A fantasy kingdom under threat, avaricious and grasping scions of an Empire seeking their ambitions and desires, and an implacable dragon come together in Dragon Heart, the first fantasy novel from Cecelia Holland. Holland is best known for a long string of historical fiction novels set across history and time such as The Secret Eleanor, looking at the life of Eleanor of Aquitaine. The Angel and the Sword is set in 9th Century France, a telling of the female knight legend of Roderick the Beardless. Pillar of the Sky details the construction of Stonehenge, and Until the Sun Falls goes deeply into the life of Psin, a General in the Mongol horde in the time after Genghis’ death.

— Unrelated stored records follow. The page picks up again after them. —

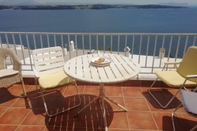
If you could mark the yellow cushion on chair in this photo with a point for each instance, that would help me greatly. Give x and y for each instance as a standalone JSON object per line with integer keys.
{"x": 173, "y": 79}
{"x": 54, "y": 80}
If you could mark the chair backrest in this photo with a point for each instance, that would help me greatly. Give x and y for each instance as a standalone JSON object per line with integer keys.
{"x": 188, "y": 65}
{"x": 48, "y": 60}
{"x": 6, "y": 52}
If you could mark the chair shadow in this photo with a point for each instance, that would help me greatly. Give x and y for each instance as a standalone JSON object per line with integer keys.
{"x": 181, "y": 124}
{"x": 5, "y": 95}
{"x": 89, "y": 119}
{"x": 163, "y": 99}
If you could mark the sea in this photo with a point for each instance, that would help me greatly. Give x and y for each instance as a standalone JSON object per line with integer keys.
{"x": 166, "y": 20}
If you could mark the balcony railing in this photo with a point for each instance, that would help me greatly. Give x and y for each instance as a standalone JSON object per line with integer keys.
{"x": 148, "y": 49}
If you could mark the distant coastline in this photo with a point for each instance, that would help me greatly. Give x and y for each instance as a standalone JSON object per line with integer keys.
{"x": 91, "y": 6}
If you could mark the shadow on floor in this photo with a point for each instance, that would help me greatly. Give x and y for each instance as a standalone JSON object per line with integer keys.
{"x": 181, "y": 124}
{"x": 89, "y": 119}
{"x": 160, "y": 94}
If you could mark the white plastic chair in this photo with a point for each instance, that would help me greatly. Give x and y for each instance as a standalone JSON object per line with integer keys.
{"x": 10, "y": 76}
{"x": 50, "y": 74}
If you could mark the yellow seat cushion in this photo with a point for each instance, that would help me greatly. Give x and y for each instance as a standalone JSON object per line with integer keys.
{"x": 173, "y": 79}
{"x": 54, "y": 80}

In Dragon Heart, King Reymarro, the King of Castle Ocean, at the edge of the sea, is dead. The grasping, avaricious Empire to the East has seized the opportunity to exert dominion over this last outpost of land in the west. Queen Marioza and her children face the scions of the Empire come to take control of the land and the Castle. These scions themselves have ambitions, plans and desires of their own, and struggle and conflict amongst themselves as well as the royal family. Control of a kingdom like Castle Ocean could be a stepping stone to challenging the Emperor for supremacy, after all, or at least to keep in his good graces.

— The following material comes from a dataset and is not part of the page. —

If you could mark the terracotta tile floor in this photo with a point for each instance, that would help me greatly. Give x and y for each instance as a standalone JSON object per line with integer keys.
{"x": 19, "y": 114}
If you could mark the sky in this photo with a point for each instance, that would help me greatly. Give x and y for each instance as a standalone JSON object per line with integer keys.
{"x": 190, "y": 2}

In the meantime, the incomprehensible but intelligent and passionate Tirza, neglected daughter of the Queen, on a sea journey with her brother, is caught in the destruction of the ship by something rare and dangerous — a sea dragon. Tirza’s incomprehensibility turns out to be no barrier to the dragon, and in a Scheherazade-like fashion, she proves to the dragon to be more useful than just a lunchtime treat. However, this is a greedy dragon, a dragon who quickly considers Tirza his. And thus when Tirza escapes his reach, the dragon is not going to be content to let her return to Castle Ocean unmolested.
The story of the Kingdom at the edge of the Sea and the Empire that seeks to envelop and incorporate it reminded me, historically of the story of the Swiss Confederacy and the Hapsburg Empire in the 14th century. The latter took an opportunity during a period of political instability to attempt to further their domination over the central Swiss plateau, a difficult thing given the terrain. Castle Ocean’s kingdom, with its own mountain passes on the one hand between it and the Empire, and the difficult and treacherous terrain of the seas and waters around it, very much felt like Switzerland in the historical parallel.

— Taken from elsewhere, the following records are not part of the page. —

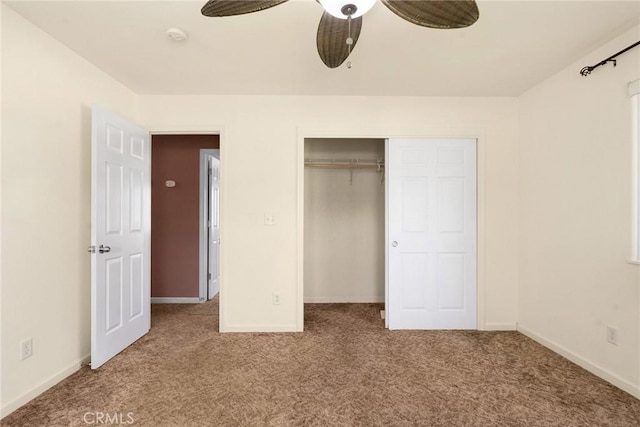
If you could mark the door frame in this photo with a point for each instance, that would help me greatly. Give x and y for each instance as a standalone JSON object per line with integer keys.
{"x": 222, "y": 134}
{"x": 203, "y": 254}
{"x": 479, "y": 134}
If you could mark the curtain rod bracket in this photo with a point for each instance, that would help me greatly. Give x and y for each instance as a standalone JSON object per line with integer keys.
{"x": 589, "y": 68}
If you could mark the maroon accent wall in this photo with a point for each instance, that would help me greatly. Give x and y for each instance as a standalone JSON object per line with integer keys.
{"x": 175, "y": 213}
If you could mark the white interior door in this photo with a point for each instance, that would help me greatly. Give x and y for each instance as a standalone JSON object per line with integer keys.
{"x": 120, "y": 235}
{"x": 214, "y": 227}
{"x": 431, "y": 241}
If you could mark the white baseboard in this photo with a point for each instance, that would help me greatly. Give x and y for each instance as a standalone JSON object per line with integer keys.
{"x": 176, "y": 300}
{"x": 347, "y": 299}
{"x": 260, "y": 328}
{"x": 42, "y": 387}
{"x": 500, "y": 327}
{"x": 606, "y": 375}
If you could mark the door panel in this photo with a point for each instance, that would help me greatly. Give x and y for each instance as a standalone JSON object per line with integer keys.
{"x": 120, "y": 222}
{"x": 432, "y": 234}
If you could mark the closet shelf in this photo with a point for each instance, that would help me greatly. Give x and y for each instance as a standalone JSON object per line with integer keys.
{"x": 345, "y": 164}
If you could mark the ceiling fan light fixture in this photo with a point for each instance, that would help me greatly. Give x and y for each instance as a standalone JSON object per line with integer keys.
{"x": 338, "y": 8}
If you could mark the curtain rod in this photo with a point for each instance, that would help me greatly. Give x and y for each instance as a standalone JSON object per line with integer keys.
{"x": 588, "y": 69}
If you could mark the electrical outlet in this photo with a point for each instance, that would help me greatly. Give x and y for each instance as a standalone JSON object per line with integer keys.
{"x": 269, "y": 219}
{"x": 26, "y": 348}
{"x": 612, "y": 335}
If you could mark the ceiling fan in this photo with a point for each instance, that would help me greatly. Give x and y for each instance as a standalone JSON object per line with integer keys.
{"x": 341, "y": 21}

It’s a novel very light on the secondary world fantastical elements, aside from the Dragon himself. I found the worldbuilding of the novel at many points frustratingly thin. The Kingdom doesn’t seem to have a name, and neither does the Empire. While they are the only two polities that the narrative and the characters have to deal with, the lack of a name to hang my narrative hat on made them feel, at times, too generic. I was disappointed, but not surprised, to find that there was no map, either. The compactness of the locales and settings in the novel means that a map isn’t truly necessary, but a better sense of scale would have been appreciated.
Given the beauty and gorgeousness of the prose, however, for the most part I forgive the novel these problems. The novel focuses like a spotlight on the characters, their scenes and motivations in an extremely narrow and focused way. Instead of going for the widescreen epic approach to secondary world fantasy, Holland goes for character moments, telling details, and sharp and crisply told scenes and moments that bring the world of Castle Ocean to life. Again and again, in reading the novel, I was struck by just how rendered the characters and locales were. We get a variety of points of view beyond Tirza (as her story is really the heart of the tale), ranging from the other family members of Castle Ocean, to the local inhabitants, to various members of the arriving imperials, from a Sergeant of the guard to the grasping scions of the Emperor’s family.
While not a first novel from Holland, this is a first step into building a world of her own, and I am sure that any subsequent fantasy novels will only improve her skills in writing fantasy. Indeed, I would be willing to read another fantasy novel from her pen. Readers of writers like Mervyn Peake and K.J. Parker might well find Dragon Heart especially to their taste.